Zambian lawyer, Kondwa Sakala-Chibiya, concurs: “There can be no transparent and accountable leadership without the people of our respective countries holding our leaders to account.”

This means leaders must be clean and they should lead by example if the regional bloc is to weed corruption and transform societies.

Without doubt, if all the money that is lost through corruption and illicit financial flows were channelled towards development, the SADC region would not need any foreign aid.

It is also necessary for member states to fully implement the SADC anti-corruption protocol and other international anti-corruption instruments, including the establishment of institutions to fight corruption, and to establish fully functional, fully funded, independent and effective anti-corruption commissions at national level.

These must be harmonised by strong and independent judiciaries, legal frameworks and other institutions, all of which must be coordinated to ensure effective execution.

As regards the independence of the judiciary in the SADC region, it is easy to pick that weak or corrupt judiciaries are a hindrance to social and economic development.

“Strengthening the judiciary is therefore a pre-requisite to upholding the rule of law and maintaining the balance while promoting the separation of powers as enshrined in national constitutions,” notes Sakala-Chibiya.

The SADC Protocol Against Corruption was adopted by the SADC Heads of State and Government at their August 2001 Summit held in Malawi making it the first sub-regional anti-corruption treaty in Africa. The Protocol was signed by Heads of State and Government of all SADC member states. It became operational in July 2005, thirty days after its ratification by two thirds of the SADC membership.

The Protocol notes the serious magnitude of corruption in the region, its destabilising effects, particularly that it undermines good governance. It provides both preventive and enforcement mechanisms and demonstrates a degree of political will in the region to combat corruption.

The purpose of the Protocol is threefold, namely

·  to promote the development of anti-corruption mechanisms at national level;

·  to promote co-operation in the fight against corruption by state parties; and

·  to harmonise anti-corruption national legislation in the region.

 The Protocol provides for certain obligations to fight graft. These are preventive measures and mechanisms including:

·     development of code of conduct for public officials;

·   transparency in public procurement of goods and services;

·  easy access to public information;

·   protection of whistle blowers;

·  establishment of anti-corruption agencies;

·  develop systems of accountability and controls;

·  participation of the media and civil society; and

·  use of public education and awareness as a way of introducing zero tolerance for corruption.
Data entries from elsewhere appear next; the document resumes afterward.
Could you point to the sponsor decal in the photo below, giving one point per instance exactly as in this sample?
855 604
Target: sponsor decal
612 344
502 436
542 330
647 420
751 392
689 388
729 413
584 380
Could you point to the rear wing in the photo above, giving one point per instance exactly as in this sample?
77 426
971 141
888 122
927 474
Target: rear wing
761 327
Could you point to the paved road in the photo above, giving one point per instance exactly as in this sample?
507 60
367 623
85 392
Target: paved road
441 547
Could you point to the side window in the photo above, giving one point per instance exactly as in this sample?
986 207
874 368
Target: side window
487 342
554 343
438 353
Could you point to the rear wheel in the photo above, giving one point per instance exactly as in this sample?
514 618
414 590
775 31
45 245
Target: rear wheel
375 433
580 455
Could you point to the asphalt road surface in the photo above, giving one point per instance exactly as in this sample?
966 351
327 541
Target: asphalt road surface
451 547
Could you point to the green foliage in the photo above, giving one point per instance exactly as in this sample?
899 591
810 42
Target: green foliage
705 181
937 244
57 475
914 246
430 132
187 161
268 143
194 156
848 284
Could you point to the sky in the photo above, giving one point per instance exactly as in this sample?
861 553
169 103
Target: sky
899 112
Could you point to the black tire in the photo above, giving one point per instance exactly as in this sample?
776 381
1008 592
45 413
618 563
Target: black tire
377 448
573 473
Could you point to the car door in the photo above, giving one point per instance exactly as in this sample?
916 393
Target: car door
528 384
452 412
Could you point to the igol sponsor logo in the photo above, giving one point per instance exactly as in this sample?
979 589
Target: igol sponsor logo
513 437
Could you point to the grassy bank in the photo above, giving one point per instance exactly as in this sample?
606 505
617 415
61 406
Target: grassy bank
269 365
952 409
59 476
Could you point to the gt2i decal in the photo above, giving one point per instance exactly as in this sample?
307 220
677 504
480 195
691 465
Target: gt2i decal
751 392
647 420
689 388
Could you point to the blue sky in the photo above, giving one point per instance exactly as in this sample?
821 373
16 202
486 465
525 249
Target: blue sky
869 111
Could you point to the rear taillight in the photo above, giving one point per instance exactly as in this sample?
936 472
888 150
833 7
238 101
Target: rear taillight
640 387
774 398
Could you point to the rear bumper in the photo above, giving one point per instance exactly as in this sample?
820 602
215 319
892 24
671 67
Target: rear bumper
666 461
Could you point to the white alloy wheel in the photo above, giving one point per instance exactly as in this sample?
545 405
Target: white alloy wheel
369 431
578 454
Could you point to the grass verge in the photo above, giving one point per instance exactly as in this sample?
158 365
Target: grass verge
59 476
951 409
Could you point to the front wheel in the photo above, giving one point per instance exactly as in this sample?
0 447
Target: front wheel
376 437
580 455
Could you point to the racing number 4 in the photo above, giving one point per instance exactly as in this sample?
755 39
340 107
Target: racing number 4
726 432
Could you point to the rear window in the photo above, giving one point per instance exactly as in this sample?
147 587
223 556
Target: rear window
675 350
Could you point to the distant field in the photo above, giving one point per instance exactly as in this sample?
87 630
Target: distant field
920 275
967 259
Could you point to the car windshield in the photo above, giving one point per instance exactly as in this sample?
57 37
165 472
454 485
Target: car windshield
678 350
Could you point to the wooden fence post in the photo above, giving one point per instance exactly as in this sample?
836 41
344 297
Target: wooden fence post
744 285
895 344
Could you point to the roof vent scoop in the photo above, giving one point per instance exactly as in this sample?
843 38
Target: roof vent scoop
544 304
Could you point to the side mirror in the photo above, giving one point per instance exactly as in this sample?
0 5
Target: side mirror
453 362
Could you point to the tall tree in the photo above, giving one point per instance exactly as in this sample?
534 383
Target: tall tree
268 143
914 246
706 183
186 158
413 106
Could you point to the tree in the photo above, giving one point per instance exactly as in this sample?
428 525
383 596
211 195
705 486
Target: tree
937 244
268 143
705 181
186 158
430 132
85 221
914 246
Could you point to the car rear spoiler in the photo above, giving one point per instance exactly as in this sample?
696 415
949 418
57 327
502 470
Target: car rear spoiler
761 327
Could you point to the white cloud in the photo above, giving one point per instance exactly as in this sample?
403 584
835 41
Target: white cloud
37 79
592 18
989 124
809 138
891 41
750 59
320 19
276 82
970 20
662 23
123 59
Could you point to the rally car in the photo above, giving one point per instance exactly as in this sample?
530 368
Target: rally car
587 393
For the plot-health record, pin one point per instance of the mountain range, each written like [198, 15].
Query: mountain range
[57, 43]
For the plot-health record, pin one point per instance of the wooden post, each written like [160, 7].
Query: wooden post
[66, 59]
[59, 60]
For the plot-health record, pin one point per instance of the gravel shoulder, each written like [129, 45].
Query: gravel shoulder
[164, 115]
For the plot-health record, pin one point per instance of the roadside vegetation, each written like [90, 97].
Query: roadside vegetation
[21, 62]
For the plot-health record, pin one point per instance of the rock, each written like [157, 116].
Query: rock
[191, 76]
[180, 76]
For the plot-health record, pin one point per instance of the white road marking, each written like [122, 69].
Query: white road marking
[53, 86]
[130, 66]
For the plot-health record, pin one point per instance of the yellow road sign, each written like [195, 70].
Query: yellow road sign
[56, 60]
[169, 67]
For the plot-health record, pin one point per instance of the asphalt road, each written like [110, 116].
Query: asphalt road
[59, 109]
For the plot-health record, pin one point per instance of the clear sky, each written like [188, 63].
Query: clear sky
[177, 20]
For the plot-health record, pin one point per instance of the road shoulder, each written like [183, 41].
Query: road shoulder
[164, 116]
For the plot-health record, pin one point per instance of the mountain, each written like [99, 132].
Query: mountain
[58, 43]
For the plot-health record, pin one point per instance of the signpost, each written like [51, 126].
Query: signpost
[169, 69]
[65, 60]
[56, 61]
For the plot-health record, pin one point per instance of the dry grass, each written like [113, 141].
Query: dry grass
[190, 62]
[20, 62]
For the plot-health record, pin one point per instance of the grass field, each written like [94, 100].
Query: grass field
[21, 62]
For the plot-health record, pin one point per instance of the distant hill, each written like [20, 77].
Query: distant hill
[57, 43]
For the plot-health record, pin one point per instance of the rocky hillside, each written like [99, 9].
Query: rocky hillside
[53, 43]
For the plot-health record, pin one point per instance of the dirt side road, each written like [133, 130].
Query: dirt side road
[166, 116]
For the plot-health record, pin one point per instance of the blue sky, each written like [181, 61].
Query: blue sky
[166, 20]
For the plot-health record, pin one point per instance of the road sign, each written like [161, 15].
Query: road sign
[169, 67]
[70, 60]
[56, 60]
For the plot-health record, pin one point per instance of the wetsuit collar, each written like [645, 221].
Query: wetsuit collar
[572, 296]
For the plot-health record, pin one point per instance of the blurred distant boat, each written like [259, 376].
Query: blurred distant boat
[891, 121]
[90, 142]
Article VI of the Protocol criminalises the bribery of foreign officials. This is in line with the OECD Convention on Combating Bribery of Foreign Officials in International Business Transaction.

The Protocol also addresses the issue of proceeds of crime (money laundering) by allowing for their confiscation and seizure thereby making it more difficult to benefit from proceeds of corruption. The Protocol makes corruption or any of the offences under it an extraditable offence making it difficult for criminals to have a haven in one of the SADC countries. More so the Protocol can be a legal basis for extradition in the absence of a bilateral extradition treaty. The Protocol also provides for judicial cooperation and legal assistance among state parties.

Frankly, tackling corruption requires a multi-stakeholder approach.

Therefore, every citizen in countries within and across the SADC region must participate actively by supplying information which exposes corruption to authorities. 

Governments should also open communication lines so that the public can furnish them with all the necessary information.